Anyway, what I’m trying to say is that Revenge From Planet Ape is bad film on its own merits, not because it’s a Planet of the Apes rip-off. The best part of the film though is the opening scene, a hastily tacked on opening narration set against a still image of ancient ruins that informs us that in the distant future, mankind will defeat the apes in the war over the planet, but the ghosts of the apes will travel back in time, rise again and seek vengeance. To say this is worst example of anyone attempting to tenuously connect their film to an existing franchise in the history of cinema is an understatement. It’s shitty. To be fair, it’s hilariously shitty, but shit is still a bunch of brown junk exiting your body through your anus. Even the funniest shit doesn’t demand your attention for more than two minutes. Three minutes tops and even then, that shit better be pretty fucking fascinating.
Oh, right. The movie. Once you remove that opening narration, the movie transforms into Tombs of the Blind Dead 4: Mark of the Devil. Here’s the actual plot from the movie, copied and pasted from IMDB because I forgot everything about the movie in the days since I’ve seen it as it is not particularly good:
“In medieval times, a group of renegade knights were executed for their black magic rituals. In 1970s Portugal, vacationing college kids fall prey to the knights’ zombified corpses, resurrected from the dead to feast on the blood of the living.”
Hell, this cut movie doesn’t even excise certain dialogue, so while the intro informs us of the evil ghost apes, the characters refer to their evil opponents as Templars, which makes sense since these human corpses dress like knights, ride horses, wield swords and do a variety of other activities that Templars are wont to do. Every night, the Templars rise from the dead, mount their steeds and cruise around the field next to their headquarters, hoping for some sexy turista to walk on by so they can wine her and dine her and let her borrow a comfy bed. Just kidding. So they can kill and eat her. The local train conductor knows what’s up, so he’s all like “I ain’t stoppin’ this train anywhere near that evil zombie monastery!” but he didn’t count on his son being a horny jerkwad who wants to do things like save injured women from their undead pursuers. What an asshole.

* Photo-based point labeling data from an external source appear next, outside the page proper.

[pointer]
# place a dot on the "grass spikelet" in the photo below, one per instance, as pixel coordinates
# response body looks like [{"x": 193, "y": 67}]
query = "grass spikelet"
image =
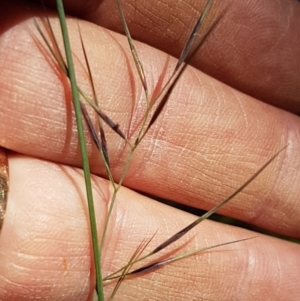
[{"x": 153, "y": 110}]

Outside of the whole “Let’s turn this thing into an Apes movie!” thing, this film is a mess. The rules of the monsters don’t make any sense and the characters are threadbare, coming and going at the whims of the plot. The one guy I liked was a creepy mortician’s assistant who liked to play practical jokes on people coming in to identify their dead loved ones, but he’s not a real character. He has two scenes and then he becomes dinner for a scantily clad lady zombie whose physical performance makes Vampira’s work in Plan 9 From Outer Space look like a Buster Keaton routine. His character development is that he owns a frog. The movie is also completely lacking a third act*, but unless there’s a missing musical number or a massive orgy scene, I don’t think I needed any more.
If you like zombie horses riding in slow motion so their riders won’t hit a tree because their skeleton mask is obscuring their vision, then this may very well be the motion picture event of the year for you!
*As in, the movie reaches the point where you expect things to come together for a big climax and it doesn’t. It just ends.
Derisive laughter. Lengthy patches of silence. Audible eye rolls at the “cat leaping out of the shadows” scare gag. I don’t think anyone in the theater wanted to go check out Tombs of the Blind Dead 1-3 after this screening. I sure wanted to go watch Planet of the Apes, though.